Before the aircraft landed, Jie Li, who was asymptomatic at the time she boarded, started to once again show signs of illness. 

She then acknowledged to the flight crew that she was experiencing symptoms consistent with COVID-19.

After she and her family landed in Beijing on March 13, she was immediately rushed to a local hospital for treatment, where she was diagnosed with COVID-19, according to the court.

Jie Li, her family, and some 60 other people who were in close contact with them were placed into quarantine.

Chinese law enforcement officials launched an investigation and charged Jie Lie with ‘the crime of obstructing the prevention and control of infectious diseases.’

The suspended sentence is considered light given that she faced a maximum penalty of seven years in prison. 

Jie Li was 37 years old at the time she was infected. An associate director for biostatistics, she worked on the Alzheimer’s drug team for the Cambridge, Massachusetts-based biotechnology firm Biogen.

Biogen, the multinational firm that is considered one of the pioneers in researching treatments for Alzheimer's and other neurological diseases, was at the center of a viral outbreak in the early weeks of the pandemic.

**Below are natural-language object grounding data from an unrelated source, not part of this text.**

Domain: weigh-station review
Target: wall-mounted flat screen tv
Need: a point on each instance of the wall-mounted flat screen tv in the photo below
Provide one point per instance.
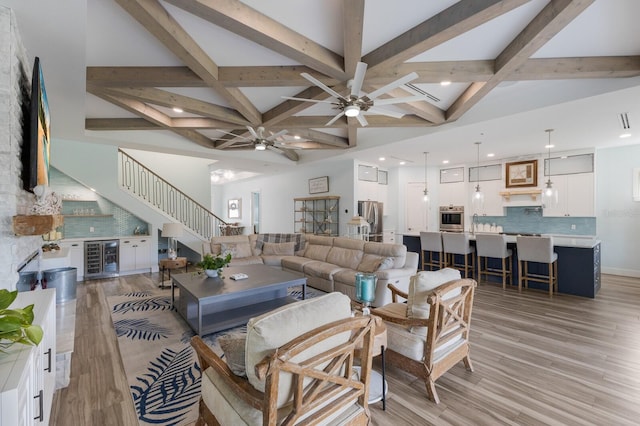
(37, 135)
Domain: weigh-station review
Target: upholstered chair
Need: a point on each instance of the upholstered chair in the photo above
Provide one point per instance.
(494, 246)
(298, 367)
(430, 245)
(429, 334)
(457, 244)
(537, 250)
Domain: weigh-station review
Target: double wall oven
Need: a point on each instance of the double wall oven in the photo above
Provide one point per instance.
(452, 218)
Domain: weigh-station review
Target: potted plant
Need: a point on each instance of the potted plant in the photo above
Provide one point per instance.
(212, 265)
(16, 324)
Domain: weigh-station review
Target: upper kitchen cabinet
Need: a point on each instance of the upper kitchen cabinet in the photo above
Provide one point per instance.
(576, 196)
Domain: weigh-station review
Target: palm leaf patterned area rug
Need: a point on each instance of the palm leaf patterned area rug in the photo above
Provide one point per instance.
(161, 367)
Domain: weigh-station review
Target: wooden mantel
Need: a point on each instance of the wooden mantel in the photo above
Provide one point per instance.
(36, 224)
(533, 193)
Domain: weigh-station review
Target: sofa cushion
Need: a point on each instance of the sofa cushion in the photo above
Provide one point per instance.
(280, 249)
(421, 286)
(273, 329)
(237, 250)
(397, 251)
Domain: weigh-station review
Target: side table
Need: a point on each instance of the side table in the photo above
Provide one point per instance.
(169, 264)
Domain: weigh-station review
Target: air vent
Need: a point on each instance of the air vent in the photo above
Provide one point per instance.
(421, 92)
(624, 121)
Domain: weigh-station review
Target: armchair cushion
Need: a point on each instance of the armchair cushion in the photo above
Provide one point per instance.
(420, 286)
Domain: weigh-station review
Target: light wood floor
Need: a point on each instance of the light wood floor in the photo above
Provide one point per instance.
(565, 360)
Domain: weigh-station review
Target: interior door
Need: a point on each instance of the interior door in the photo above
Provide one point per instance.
(415, 208)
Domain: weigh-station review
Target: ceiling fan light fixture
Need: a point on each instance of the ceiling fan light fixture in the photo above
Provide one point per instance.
(352, 110)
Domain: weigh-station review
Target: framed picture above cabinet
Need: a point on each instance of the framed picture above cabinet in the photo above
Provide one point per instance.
(521, 174)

On February 26, the company held a leadership conference at the Boston Marriott Long Wharf hotel, where some 175 Biogen executives from around the world gathered for an annual meeting.

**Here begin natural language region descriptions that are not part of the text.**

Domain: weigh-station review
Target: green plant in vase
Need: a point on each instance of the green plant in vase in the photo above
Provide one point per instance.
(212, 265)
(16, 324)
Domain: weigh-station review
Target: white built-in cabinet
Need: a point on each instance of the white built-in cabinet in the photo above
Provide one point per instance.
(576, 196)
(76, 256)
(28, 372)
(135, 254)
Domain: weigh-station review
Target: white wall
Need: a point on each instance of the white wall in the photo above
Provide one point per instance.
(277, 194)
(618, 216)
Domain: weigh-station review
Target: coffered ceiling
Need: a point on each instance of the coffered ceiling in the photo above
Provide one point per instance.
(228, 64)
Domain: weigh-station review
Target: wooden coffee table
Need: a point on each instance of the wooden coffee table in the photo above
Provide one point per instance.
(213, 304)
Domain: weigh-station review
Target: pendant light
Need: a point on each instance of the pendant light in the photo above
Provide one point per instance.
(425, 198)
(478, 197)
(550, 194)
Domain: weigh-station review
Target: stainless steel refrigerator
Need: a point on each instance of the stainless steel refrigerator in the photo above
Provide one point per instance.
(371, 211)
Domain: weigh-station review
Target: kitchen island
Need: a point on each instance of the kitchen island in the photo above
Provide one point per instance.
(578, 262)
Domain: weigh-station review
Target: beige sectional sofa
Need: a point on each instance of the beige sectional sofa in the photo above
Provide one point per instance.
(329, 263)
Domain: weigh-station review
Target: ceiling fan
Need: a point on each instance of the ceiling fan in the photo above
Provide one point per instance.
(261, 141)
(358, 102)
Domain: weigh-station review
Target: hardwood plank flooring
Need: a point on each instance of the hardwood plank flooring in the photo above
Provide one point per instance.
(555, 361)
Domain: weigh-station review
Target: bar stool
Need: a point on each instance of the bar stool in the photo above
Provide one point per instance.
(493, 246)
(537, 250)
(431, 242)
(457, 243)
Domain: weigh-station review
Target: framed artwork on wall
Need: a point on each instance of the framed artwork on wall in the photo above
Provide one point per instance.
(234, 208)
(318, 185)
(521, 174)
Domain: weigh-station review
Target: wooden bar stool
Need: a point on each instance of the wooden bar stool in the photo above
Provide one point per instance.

Jie Li did not attend the conference, but her boss, with whom she was in frequent contact, was at the event, which was later determined to be a coronavirus 'super spreader.' 

Within days, dozens of those who were at the conference reported feeling sick. At least 97 company executives were later confirmed to have been infected with coronavirus, according to The Boston Globe

Some of the earliest known cases in Tennessee, Indiana, and North Carolina were traced back to the Biogen conference in Boston.

Jie Li is a Chinese citizen from Chongqing, a megacity of some 30 million people.  According to her LinkedIn page, she studied at the University of Science and Technology of China.

She obtained permanent residency in the United States where she pursued an academic career in the field of biostatistics.

In 2009, she earned a PhD in spatial statistics from the University of Iowa. She then went to work for the pharmaceutical giant Eli Lilly for a year-and-a-half followed by a six-month stint at Merck, where she was employed as a biometrician.

In the summer of 2011, she joined Virginia Tech University's Department of Statistics. That fall, she taught at the school's public health program.

In 2015, she joined Biogen, where she worked for three years before leaving - only to return to the company in February 2019.

Jie Li's family purchased their home in Belmont, Massachusetts, a suburb west of Boston, in 2015.    

After Jie Li abruptly left the country, Biogen announced that she was no longer employed at the firm.